3rd-party vendor risk
When we as consumers deal with a large bank or healthcare provider, we tend to assume that our information is protected to a higher standard than at a smaller company. While this is probably generally true, we tend to forget that these large service providers rely on numerous partners and suppliers, and our data may often land in their hands, outside the firewalls and the reach of intrusion detection systems of the companies we actually deal with.

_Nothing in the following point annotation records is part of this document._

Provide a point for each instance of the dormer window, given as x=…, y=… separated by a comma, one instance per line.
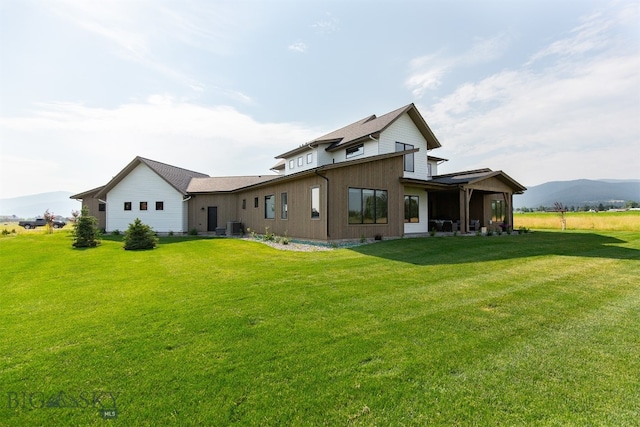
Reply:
x=356, y=150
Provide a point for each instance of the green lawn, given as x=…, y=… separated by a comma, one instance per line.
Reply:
x=535, y=329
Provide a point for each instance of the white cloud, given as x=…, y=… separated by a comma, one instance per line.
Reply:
x=298, y=47
x=87, y=145
x=427, y=72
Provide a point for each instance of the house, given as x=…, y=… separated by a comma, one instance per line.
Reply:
x=374, y=177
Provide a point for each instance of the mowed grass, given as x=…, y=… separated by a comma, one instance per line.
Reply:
x=603, y=221
x=535, y=329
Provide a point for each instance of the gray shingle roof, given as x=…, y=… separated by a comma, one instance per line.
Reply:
x=178, y=178
x=226, y=183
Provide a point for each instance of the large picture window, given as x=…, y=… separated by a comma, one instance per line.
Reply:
x=411, y=209
x=270, y=206
x=408, y=158
x=315, y=202
x=367, y=206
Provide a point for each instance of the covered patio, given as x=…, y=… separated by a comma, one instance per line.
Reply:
x=467, y=201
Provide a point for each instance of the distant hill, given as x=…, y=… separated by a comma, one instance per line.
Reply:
x=58, y=202
x=579, y=193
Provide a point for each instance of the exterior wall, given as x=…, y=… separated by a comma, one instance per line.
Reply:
x=198, y=210
x=299, y=222
x=423, y=206
x=379, y=175
x=370, y=149
x=92, y=204
x=144, y=185
x=404, y=130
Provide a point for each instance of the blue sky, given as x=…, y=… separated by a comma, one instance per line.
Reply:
x=544, y=90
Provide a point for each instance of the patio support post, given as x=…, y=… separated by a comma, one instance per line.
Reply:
x=464, y=210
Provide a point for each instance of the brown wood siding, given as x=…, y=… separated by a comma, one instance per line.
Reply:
x=378, y=175
x=198, y=204
x=299, y=222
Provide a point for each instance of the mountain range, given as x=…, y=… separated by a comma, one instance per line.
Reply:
x=58, y=202
x=579, y=193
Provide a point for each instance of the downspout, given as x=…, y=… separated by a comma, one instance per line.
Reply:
x=326, y=179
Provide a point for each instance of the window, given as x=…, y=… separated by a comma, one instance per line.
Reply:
x=367, y=206
x=355, y=151
x=411, y=209
x=497, y=210
x=315, y=202
x=270, y=206
x=284, y=210
x=408, y=158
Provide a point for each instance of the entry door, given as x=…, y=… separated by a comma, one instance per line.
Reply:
x=212, y=218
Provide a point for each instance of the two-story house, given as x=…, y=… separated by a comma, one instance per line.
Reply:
x=374, y=177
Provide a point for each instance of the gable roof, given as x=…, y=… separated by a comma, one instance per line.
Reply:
x=369, y=126
x=226, y=183
x=178, y=178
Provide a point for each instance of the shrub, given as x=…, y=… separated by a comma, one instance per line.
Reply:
x=139, y=236
x=85, y=231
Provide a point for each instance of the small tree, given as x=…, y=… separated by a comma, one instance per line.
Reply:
x=139, y=236
x=561, y=210
x=85, y=230
x=49, y=218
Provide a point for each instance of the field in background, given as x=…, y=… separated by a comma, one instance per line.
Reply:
x=597, y=221
x=531, y=329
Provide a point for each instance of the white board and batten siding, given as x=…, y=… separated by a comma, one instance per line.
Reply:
x=405, y=131
x=144, y=185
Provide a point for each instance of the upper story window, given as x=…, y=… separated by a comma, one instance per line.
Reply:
x=270, y=206
x=408, y=158
x=355, y=151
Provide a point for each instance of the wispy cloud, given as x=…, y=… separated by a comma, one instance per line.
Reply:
x=326, y=26
x=298, y=47
x=427, y=72
x=578, y=112
x=218, y=140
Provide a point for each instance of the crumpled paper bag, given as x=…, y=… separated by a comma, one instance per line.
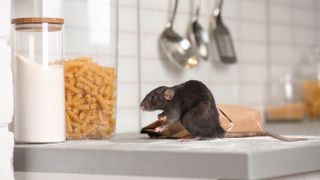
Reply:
x=233, y=118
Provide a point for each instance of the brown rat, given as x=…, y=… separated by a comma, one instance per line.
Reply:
x=193, y=104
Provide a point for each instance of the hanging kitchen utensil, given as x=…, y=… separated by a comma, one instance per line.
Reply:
x=177, y=49
x=220, y=37
x=198, y=36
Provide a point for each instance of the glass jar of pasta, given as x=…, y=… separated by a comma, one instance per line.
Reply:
x=91, y=69
x=285, y=102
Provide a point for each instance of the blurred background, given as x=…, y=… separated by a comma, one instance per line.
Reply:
x=271, y=38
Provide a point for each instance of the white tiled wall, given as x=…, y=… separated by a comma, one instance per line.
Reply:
x=270, y=36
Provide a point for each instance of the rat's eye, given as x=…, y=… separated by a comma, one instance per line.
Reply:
x=153, y=98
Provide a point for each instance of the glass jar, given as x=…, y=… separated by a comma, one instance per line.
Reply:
x=285, y=102
x=39, y=98
x=91, y=69
x=309, y=71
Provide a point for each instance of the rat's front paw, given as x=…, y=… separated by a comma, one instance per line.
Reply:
x=159, y=129
x=163, y=119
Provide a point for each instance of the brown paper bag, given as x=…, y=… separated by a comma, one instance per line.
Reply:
x=243, y=119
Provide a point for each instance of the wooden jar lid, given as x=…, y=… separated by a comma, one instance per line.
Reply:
x=37, y=20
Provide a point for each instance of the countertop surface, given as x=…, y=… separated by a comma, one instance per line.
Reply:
x=134, y=154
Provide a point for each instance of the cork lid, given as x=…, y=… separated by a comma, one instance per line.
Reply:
x=37, y=20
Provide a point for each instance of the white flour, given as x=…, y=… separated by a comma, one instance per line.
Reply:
x=39, y=102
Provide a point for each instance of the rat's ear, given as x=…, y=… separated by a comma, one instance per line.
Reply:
x=168, y=94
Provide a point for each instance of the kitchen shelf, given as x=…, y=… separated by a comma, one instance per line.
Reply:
x=137, y=155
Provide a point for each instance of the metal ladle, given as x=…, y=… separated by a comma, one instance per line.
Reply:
x=177, y=49
x=198, y=37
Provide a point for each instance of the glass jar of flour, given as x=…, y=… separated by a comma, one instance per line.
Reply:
x=38, y=72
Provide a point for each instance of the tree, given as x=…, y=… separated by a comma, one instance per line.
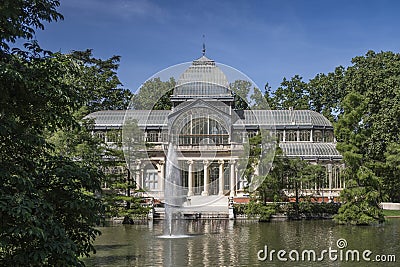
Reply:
x=240, y=90
x=101, y=82
x=48, y=205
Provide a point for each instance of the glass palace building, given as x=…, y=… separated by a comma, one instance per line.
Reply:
x=207, y=133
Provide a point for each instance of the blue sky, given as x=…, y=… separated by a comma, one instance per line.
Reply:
x=266, y=40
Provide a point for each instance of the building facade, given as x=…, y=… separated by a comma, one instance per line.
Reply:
x=209, y=135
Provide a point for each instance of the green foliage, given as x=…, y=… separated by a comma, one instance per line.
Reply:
x=101, y=82
x=47, y=203
x=50, y=165
x=361, y=200
x=259, y=210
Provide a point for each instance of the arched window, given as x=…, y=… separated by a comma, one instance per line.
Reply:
x=291, y=136
x=328, y=136
x=150, y=177
x=203, y=131
x=317, y=136
x=279, y=136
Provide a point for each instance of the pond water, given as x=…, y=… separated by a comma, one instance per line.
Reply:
x=244, y=243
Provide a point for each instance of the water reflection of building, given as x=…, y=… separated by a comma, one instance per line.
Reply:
x=205, y=122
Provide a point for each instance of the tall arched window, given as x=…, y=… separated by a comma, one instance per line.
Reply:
x=305, y=135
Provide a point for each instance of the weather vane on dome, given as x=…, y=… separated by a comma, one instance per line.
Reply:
x=204, y=45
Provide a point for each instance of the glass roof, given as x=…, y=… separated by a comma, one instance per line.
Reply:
x=115, y=118
x=203, y=78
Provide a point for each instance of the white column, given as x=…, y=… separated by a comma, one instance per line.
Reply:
x=232, y=178
x=205, y=191
x=221, y=177
x=190, y=178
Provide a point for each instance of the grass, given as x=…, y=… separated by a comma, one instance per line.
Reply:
x=391, y=212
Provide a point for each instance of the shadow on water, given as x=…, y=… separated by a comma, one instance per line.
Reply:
x=236, y=243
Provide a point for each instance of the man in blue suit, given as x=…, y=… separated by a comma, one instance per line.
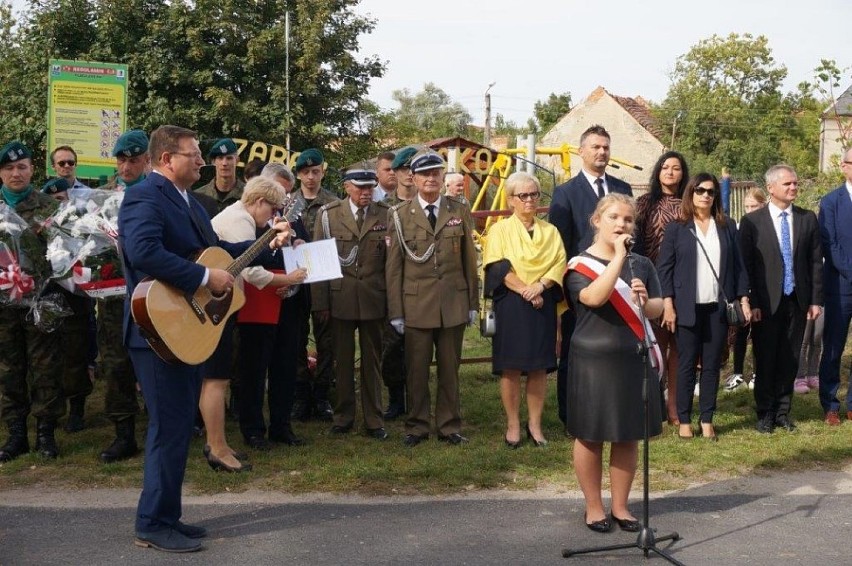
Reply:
x=160, y=230
x=835, y=210
x=570, y=209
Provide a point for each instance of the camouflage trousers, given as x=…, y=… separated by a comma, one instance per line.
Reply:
x=30, y=369
x=115, y=368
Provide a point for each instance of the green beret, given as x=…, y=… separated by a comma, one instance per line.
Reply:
x=308, y=158
x=58, y=185
x=14, y=151
x=130, y=144
x=403, y=157
x=225, y=146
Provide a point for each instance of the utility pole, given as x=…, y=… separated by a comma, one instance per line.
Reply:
x=487, y=141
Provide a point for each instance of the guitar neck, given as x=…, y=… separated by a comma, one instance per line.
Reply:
x=252, y=252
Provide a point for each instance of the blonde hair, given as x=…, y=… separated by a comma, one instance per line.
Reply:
x=608, y=201
x=263, y=188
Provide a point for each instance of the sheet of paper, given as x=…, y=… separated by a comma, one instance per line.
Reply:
x=319, y=258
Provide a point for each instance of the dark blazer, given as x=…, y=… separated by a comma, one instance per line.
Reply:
x=762, y=256
x=571, y=207
x=835, y=224
x=158, y=238
x=677, y=266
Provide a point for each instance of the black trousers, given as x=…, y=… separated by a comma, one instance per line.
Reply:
x=777, y=342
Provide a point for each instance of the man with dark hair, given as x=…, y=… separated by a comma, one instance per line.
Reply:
x=572, y=205
x=160, y=229
x=64, y=162
x=386, y=176
x=783, y=256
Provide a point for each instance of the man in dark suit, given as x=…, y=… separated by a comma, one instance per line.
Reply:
x=570, y=209
x=783, y=256
x=160, y=229
x=835, y=210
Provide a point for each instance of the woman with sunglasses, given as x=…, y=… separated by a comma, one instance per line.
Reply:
x=699, y=262
x=524, y=260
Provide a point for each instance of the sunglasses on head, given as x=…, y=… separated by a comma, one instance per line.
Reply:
x=524, y=197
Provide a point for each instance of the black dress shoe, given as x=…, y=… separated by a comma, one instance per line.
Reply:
x=340, y=429
x=602, y=526
x=766, y=425
x=412, y=440
x=257, y=443
x=167, y=540
x=191, y=531
x=455, y=439
x=629, y=525
x=784, y=422
x=323, y=411
x=377, y=433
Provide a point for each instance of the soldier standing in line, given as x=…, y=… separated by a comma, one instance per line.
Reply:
x=120, y=405
x=432, y=294
x=312, y=391
x=31, y=371
x=358, y=300
x=393, y=343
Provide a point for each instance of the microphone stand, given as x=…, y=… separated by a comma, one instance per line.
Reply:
x=647, y=539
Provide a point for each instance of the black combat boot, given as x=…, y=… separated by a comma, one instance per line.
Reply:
x=76, y=408
x=396, y=402
x=45, y=439
x=17, y=444
x=124, y=446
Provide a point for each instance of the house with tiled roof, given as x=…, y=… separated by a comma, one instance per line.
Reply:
x=637, y=138
x=835, y=126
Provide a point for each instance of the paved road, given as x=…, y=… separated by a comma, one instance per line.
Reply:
x=757, y=520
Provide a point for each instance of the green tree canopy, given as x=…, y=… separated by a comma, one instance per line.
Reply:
x=214, y=66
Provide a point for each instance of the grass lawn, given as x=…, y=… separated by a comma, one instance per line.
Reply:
x=356, y=464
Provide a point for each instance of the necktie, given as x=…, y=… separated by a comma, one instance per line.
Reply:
x=359, y=218
x=430, y=209
x=787, y=254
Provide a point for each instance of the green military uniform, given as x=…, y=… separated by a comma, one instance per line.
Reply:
x=432, y=285
x=30, y=360
x=355, y=302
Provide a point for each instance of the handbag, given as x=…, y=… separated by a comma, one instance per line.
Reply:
x=733, y=309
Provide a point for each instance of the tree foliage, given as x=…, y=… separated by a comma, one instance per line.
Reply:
x=216, y=66
x=727, y=109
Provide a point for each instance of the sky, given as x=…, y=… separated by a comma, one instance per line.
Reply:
x=532, y=48
x=630, y=47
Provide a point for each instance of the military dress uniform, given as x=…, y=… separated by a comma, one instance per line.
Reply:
x=432, y=285
x=355, y=302
x=30, y=360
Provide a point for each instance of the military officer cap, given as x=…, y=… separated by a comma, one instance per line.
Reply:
x=14, y=151
x=130, y=144
x=308, y=158
x=403, y=158
x=225, y=146
x=361, y=177
x=426, y=159
x=58, y=185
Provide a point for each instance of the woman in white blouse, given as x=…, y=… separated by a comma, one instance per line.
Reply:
x=702, y=242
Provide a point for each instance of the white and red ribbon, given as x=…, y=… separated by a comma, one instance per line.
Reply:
x=15, y=281
x=622, y=301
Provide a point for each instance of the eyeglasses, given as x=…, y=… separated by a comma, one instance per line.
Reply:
x=524, y=197
x=191, y=155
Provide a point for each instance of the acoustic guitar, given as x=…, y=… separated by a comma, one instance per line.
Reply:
x=187, y=327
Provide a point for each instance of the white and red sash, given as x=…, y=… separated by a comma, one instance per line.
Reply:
x=622, y=302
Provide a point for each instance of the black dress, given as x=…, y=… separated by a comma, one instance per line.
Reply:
x=605, y=373
x=526, y=337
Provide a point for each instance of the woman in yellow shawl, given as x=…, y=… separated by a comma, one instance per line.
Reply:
x=524, y=262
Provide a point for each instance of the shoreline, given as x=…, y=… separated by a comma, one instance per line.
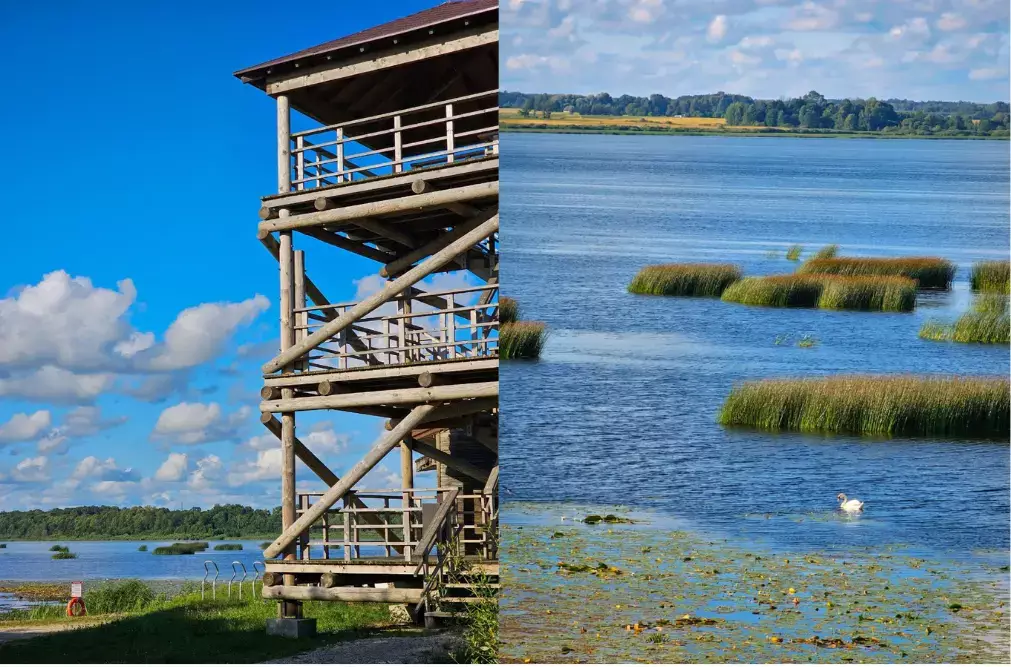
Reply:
x=702, y=132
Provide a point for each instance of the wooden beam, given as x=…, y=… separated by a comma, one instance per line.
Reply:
x=453, y=462
x=403, y=204
x=390, y=290
x=401, y=264
x=382, y=447
x=343, y=593
x=395, y=57
x=384, y=397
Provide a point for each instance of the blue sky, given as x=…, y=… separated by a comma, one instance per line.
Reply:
x=950, y=50
x=135, y=303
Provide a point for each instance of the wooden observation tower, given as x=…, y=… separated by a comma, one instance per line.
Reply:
x=397, y=163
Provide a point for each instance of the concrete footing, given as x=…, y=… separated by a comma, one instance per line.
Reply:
x=291, y=628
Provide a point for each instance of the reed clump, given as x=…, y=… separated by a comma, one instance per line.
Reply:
x=522, y=340
x=875, y=405
x=827, y=253
x=684, y=279
x=928, y=272
x=991, y=277
x=509, y=310
x=886, y=293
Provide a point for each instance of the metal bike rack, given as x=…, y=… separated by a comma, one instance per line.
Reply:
x=258, y=575
x=235, y=573
x=213, y=582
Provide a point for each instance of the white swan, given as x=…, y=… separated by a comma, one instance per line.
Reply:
x=849, y=505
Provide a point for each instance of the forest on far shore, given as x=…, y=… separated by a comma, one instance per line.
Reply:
x=104, y=522
x=811, y=112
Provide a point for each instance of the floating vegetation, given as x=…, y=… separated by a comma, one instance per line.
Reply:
x=731, y=603
x=684, y=279
x=509, y=310
x=928, y=272
x=875, y=405
x=886, y=293
x=521, y=340
x=827, y=253
x=607, y=518
x=181, y=549
x=992, y=277
x=987, y=327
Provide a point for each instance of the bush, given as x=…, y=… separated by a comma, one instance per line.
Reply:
x=875, y=405
x=684, y=279
x=521, y=341
x=928, y=272
x=991, y=277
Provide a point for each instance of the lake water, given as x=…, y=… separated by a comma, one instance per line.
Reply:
x=621, y=408
x=32, y=561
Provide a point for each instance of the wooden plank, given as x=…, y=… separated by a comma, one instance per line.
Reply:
x=384, y=397
x=374, y=62
x=388, y=291
x=382, y=447
x=343, y=594
x=406, y=203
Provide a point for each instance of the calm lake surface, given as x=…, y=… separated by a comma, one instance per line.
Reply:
x=32, y=561
x=621, y=408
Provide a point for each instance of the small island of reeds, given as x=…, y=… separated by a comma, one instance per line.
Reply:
x=929, y=406
x=684, y=279
x=928, y=272
x=887, y=293
x=991, y=277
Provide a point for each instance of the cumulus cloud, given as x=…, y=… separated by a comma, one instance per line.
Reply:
x=23, y=427
x=194, y=423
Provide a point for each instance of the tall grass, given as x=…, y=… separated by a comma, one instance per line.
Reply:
x=827, y=253
x=684, y=279
x=509, y=310
x=992, y=277
x=875, y=405
x=521, y=340
x=825, y=291
x=928, y=272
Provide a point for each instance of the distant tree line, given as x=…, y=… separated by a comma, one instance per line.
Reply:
x=104, y=522
x=813, y=111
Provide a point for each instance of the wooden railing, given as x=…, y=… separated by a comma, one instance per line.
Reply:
x=397, y=141
x=460, y=323
x=373, y=527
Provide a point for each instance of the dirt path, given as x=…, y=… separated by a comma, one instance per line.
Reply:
x=419, y=649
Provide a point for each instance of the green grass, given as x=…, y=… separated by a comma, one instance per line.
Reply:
x=825, y=291
x=183, y=630
x=509, y=310
x=521, y=340
x=874, y=405
x=991, y=277
x=929, y=272
x=827, y=253
x=684, y=279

New York’s breach report illustrates the security risks inherent in the supplier/partner channel. A single breach of Newkirk Products, Inc., yielded a loss of almost half of all personal records lost in 2016 in New York. Newkirk supplies insurance ID cards to the Capital District Physicians’ Health Plan, Inc., CDPHP Universal Benefits, Inc., and Capital District Physicians’ Healthcare Network, Inc., as well as other healthcare plan providers across the US.
What insider threat?
There has been a lot of hype in the security industry lately around the idea of “insider threat” – the notion that someone inside the company may intentionally compromise the security of information. New York’s breach data shows that the insider threat is definitely real, but is considerably less prominent across the overall threat landscape. Insider wrongdoing was the cause of only around 8% of the NY breaches, while external breaches were at 40%.
It’s worth noting, though, that when combined with employee negligence and device loss (which I would consider to be process vulnerabilities rather than threats), employee-caused breaches almost tie with external breaches at 37%.